Telles and Ortiz use extensive post-1965 survey data from Los Angeles and San Antonio to follow four generations of Mexican-Americans. Generally, they find clear progress from the first generation to the second, in educational attainment, income and linguistic and cultural assimilation. But then progress gets slower and sometimes reverses.
Consider education. After big initial gains, Torres and Ortiz found, "Mexican-American schooling remained fairly flat in succeeding generations."
Education affects economic status. "Our findings show a consistent lack of economic progress across generations-since-immigration," they write, and "income and earnings for the fourth generation do not differ significantly from those of the second and third generation." The upshot: "The income inequality between Mexican-Americans and other Americans worsened in most cases between 1970 and 2000."
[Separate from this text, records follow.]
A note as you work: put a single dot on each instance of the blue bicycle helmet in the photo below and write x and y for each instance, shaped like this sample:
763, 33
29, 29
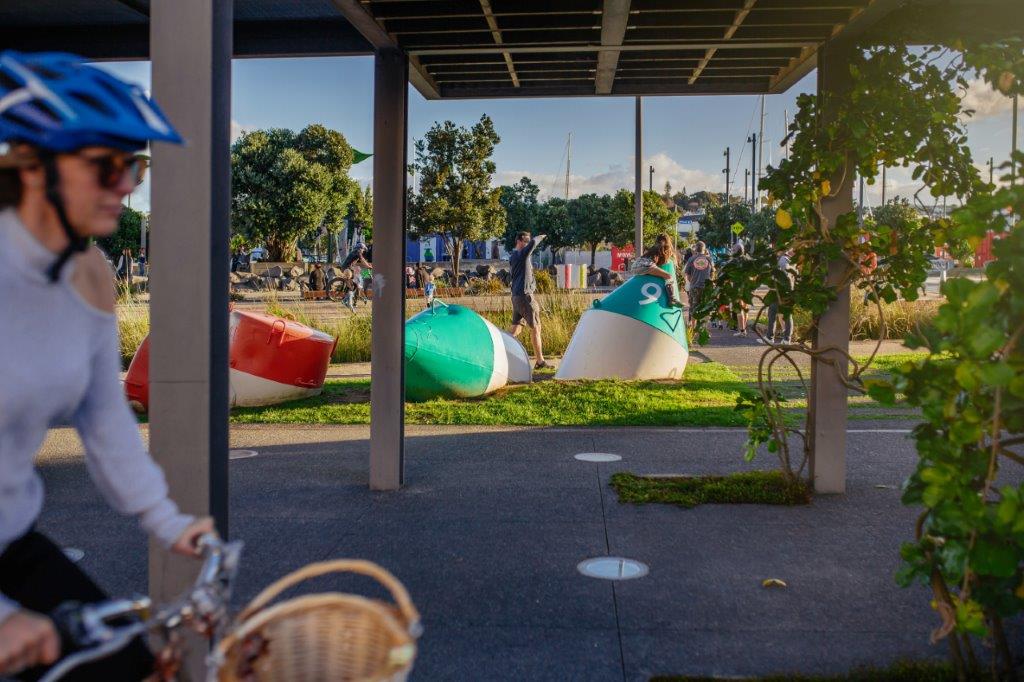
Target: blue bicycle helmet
57, 102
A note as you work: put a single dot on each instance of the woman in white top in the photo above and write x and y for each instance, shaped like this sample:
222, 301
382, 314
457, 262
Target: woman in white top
69, 138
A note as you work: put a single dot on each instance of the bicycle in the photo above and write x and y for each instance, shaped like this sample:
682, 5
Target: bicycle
310, 638
202, 608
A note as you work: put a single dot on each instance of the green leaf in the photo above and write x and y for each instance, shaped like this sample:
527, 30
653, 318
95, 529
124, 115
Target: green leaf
966, 376
985, 340
997, 374
993, 559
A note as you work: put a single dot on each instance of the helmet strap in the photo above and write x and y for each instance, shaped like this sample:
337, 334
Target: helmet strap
76, 243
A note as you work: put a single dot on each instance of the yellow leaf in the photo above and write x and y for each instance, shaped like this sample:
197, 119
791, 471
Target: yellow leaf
1005, 82
783, 219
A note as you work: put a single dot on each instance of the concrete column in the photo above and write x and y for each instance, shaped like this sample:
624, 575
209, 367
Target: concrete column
638, 186
828, 395
190, 202
387, 377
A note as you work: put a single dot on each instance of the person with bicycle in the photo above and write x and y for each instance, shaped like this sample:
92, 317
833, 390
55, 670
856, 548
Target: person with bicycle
70, 137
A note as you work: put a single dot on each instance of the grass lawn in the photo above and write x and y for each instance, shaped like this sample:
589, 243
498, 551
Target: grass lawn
706, 396
761, 487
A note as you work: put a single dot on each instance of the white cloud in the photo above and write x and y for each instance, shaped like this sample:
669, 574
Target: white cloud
616, 177
984, 99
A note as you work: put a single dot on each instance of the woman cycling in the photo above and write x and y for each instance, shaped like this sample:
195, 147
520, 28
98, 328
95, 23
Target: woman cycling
69, 137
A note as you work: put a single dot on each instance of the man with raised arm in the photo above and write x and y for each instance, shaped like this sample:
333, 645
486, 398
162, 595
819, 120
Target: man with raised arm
524, 306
How about moving out of ethnic enclaves? "The children of the original respondents lived in neighborhoods that were even more Hispanic than the ones they grew up in," they write. High levels of immigration make residential integration more difficult, while weak educational attainment creates a trap: It limits Mexican-Americans' "ability to move out of the barrio, which in turn further reduces other types of assimilation."
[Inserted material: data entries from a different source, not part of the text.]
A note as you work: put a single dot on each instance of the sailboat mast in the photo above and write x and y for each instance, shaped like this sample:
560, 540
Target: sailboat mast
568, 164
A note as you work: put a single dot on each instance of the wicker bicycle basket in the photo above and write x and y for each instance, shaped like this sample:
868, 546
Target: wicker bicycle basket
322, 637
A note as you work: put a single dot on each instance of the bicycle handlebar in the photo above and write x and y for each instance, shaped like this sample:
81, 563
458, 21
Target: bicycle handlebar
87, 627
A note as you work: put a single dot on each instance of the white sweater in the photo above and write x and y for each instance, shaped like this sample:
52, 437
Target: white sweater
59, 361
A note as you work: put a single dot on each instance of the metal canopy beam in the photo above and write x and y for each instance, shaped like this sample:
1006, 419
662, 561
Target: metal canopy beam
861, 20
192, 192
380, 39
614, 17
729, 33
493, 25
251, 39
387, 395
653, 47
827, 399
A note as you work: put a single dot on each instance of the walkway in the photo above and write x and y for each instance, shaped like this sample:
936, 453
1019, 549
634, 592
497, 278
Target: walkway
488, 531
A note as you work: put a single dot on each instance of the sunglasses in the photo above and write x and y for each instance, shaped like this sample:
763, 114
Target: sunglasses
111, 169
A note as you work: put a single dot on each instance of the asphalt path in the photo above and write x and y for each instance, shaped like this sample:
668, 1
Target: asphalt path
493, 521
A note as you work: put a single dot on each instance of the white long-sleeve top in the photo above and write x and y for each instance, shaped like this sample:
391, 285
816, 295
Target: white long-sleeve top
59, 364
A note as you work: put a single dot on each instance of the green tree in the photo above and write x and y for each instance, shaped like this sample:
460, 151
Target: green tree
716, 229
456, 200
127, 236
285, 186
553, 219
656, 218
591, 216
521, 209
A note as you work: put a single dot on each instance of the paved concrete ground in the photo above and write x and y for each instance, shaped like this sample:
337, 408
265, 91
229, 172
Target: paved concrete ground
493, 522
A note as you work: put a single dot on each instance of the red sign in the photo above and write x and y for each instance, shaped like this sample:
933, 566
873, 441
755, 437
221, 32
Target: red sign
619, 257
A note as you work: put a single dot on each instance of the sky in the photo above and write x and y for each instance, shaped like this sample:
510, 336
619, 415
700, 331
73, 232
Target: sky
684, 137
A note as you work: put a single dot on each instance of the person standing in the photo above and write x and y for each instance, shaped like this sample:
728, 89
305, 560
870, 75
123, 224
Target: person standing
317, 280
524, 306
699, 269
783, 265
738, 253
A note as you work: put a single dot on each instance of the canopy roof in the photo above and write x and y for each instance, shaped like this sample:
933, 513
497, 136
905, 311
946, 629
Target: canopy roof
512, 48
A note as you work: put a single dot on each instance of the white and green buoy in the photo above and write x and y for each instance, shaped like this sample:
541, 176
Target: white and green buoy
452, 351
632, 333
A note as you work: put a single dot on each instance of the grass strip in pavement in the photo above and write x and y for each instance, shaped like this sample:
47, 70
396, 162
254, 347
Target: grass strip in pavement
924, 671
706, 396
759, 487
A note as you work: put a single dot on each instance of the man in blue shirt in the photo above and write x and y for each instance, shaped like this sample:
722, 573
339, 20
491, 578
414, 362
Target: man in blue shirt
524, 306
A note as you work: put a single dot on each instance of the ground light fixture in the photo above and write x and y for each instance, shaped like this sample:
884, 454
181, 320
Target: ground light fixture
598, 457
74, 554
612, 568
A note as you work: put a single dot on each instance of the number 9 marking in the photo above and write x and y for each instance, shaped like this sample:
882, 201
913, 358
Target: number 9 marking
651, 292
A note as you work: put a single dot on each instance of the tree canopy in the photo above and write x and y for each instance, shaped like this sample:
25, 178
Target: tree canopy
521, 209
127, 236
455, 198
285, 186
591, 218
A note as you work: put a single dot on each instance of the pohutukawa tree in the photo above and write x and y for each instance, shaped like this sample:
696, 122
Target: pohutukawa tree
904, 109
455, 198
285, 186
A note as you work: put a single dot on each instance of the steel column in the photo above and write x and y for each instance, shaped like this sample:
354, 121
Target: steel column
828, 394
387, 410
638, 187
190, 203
Over time, Mexican-Americans have more diverse friendships and intermarry more - two other key indicators of assimilation. But the process is very gradual: "Assimilation in terms of social exposure is so slow that even in the fourth generation most Mexican-Americans continue to have Mexican-origin spouses, live in mostly Mexican neighborhoods, and have mostly Mexican-origin friends."
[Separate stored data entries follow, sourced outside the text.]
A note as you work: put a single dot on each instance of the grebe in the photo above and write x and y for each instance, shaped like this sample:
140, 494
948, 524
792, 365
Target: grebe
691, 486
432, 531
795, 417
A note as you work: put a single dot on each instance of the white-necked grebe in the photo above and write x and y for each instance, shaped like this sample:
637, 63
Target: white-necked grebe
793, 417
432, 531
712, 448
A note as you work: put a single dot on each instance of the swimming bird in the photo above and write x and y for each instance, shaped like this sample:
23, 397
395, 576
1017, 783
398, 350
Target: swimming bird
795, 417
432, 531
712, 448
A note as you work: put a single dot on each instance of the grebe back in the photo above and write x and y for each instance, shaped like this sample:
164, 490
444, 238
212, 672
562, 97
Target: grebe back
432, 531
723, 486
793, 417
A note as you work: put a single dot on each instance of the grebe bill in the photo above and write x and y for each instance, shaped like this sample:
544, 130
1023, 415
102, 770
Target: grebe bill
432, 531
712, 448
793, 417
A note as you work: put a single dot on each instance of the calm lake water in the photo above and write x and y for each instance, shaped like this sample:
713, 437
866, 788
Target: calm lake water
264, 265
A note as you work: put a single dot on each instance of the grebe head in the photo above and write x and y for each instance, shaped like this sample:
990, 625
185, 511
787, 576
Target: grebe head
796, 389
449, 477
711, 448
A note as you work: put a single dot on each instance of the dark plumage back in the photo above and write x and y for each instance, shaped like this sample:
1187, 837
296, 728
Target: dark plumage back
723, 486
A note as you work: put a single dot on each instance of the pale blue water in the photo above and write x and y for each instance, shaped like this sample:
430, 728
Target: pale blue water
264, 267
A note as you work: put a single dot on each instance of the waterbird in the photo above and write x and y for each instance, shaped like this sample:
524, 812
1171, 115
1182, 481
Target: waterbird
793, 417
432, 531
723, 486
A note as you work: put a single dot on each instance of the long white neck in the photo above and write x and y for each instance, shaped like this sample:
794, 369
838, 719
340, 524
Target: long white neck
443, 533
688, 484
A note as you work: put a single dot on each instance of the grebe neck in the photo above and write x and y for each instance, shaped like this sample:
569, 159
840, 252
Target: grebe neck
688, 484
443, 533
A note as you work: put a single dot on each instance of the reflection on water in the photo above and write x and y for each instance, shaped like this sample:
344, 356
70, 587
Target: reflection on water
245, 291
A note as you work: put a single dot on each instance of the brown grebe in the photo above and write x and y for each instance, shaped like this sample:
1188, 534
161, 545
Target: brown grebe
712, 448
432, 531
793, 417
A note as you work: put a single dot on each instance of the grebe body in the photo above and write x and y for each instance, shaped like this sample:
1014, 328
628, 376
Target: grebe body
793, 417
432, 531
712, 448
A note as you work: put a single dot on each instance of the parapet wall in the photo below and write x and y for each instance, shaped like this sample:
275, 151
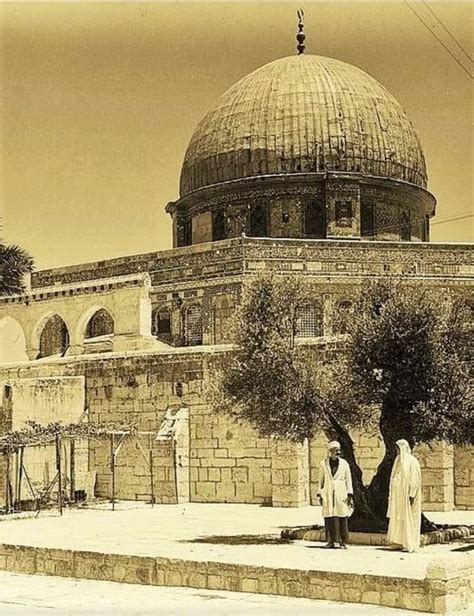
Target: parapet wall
228, 462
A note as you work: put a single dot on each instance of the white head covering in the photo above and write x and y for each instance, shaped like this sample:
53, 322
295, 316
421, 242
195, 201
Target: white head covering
405, 453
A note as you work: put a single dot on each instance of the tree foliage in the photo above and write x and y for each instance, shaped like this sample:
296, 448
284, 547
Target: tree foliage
409, 353
403, 364
15, 264
273, 380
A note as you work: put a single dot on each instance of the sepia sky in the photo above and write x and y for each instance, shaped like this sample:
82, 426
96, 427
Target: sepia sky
99, 100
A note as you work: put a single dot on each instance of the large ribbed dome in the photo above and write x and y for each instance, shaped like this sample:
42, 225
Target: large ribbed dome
301, 114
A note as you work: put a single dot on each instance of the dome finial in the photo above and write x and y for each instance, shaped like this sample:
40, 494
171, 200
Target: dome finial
300, 37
Telles and Ortiz are hardly right-wingers. They denounce immigration restrictionists as nativists and blame the failures of assimilation on racism. But the logic of their analysis suggests that less immigration would promote assimilation "because opportunities for speaking Spanish, living in barrios, and marrying other persons of Mexican origin would diminish."
They propose a "Marshall Plan" for the public schools. Good luck. Here's a more attainable idea: If we have a population of Americans of Mexican origin who are having trouble getting a firm grasp on the rungs of upward mobility, the last thing we should be doing is importing poorly educated Mexicans to further overwhelm their schools, compete for their jobs and populate their neighborhoods with people even less poorly assimilated than they are.
The fate of Mexican-Americans is crucial to the country. In 1970, one in every 70 US-born children had a Mexican immigrant mother; today it's one in 10. Astonishingly, more than half of these mothers have not graduated high school.
For a frank discussion of any of this, don't look to John McCain or Barack Obama.